The High-Energy Spectra of Accreting Black Holes: Observational Evidence for Bulk-Motion Infall

Abstract

We discuss the emergent spectra from accreting black holes, considering in particular the case where the accretion is characterized by relativistic bulk motion. We suggest that such accretion is likely to occur in a wide variety of black hole environments, where the strong gravitational field is expected to dominate the pressure forces, and that this is likely to lead to a characteristic high-energy spectroscopic signature: an extended power-law tail. It is in the high (soft) state that matter impinging upon the event horizon can be viewed directly, and the intrinsic power law is seen.
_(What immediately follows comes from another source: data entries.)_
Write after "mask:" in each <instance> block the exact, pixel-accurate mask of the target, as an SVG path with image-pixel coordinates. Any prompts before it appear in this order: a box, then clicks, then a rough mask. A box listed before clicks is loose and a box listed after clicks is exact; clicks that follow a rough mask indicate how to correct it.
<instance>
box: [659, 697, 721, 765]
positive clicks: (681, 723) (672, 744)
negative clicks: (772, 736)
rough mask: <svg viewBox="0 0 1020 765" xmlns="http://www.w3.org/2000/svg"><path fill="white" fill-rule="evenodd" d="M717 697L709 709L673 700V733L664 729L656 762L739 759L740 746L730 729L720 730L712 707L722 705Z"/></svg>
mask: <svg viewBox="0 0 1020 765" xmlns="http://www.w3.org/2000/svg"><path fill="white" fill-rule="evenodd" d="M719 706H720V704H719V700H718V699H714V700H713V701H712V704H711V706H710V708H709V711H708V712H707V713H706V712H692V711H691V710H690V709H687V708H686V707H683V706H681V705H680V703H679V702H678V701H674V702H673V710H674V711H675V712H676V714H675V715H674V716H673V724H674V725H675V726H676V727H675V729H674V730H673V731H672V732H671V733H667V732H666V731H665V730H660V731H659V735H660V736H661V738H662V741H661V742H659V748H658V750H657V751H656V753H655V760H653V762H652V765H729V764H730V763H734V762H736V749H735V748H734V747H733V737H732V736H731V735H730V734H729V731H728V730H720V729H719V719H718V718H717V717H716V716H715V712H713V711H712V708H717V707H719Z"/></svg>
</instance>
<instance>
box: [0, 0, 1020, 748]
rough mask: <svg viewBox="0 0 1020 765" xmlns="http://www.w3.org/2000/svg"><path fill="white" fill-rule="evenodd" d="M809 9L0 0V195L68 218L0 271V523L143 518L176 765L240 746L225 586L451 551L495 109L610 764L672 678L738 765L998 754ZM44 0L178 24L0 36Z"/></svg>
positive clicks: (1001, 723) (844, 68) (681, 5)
Certain types of active galactic nuclei (AGNs) may represent the extragalactic analog of the high-soft state accretion, which would further support our ideas, demonstrating the stability of the (α~1.8) power law. This stability is a result of the asymptotic independence of the spectral index on the mass accretion rate and its weak dependence on plasma temperatures. We have computed the expected spectral energy distribution for an accreting black hole binary in terms of our three model parameters: the disk color temperature, a geometric factor related to the illumination of the black hole site by the disk, and a spectral index related to the efficiency of the bulk-motion up-scattering. We emphasize that this is a fully self-consistent approach, and it is not to be confused with the more common phenomenological methods employing additive power law and blackbody or multicolor disk. A test of the model is presented using observational data from the Compton Gamma Ray Observatory (CGRO) and the Rossi X-Ray Timing Explorer (RXTE), covering 2-200 keV for two recent galactic black hole X-ray nova outbursts. The resulting model fits are encouraging and, along with some observational trends cited from the literature, they support our bulk-motion hypothesis.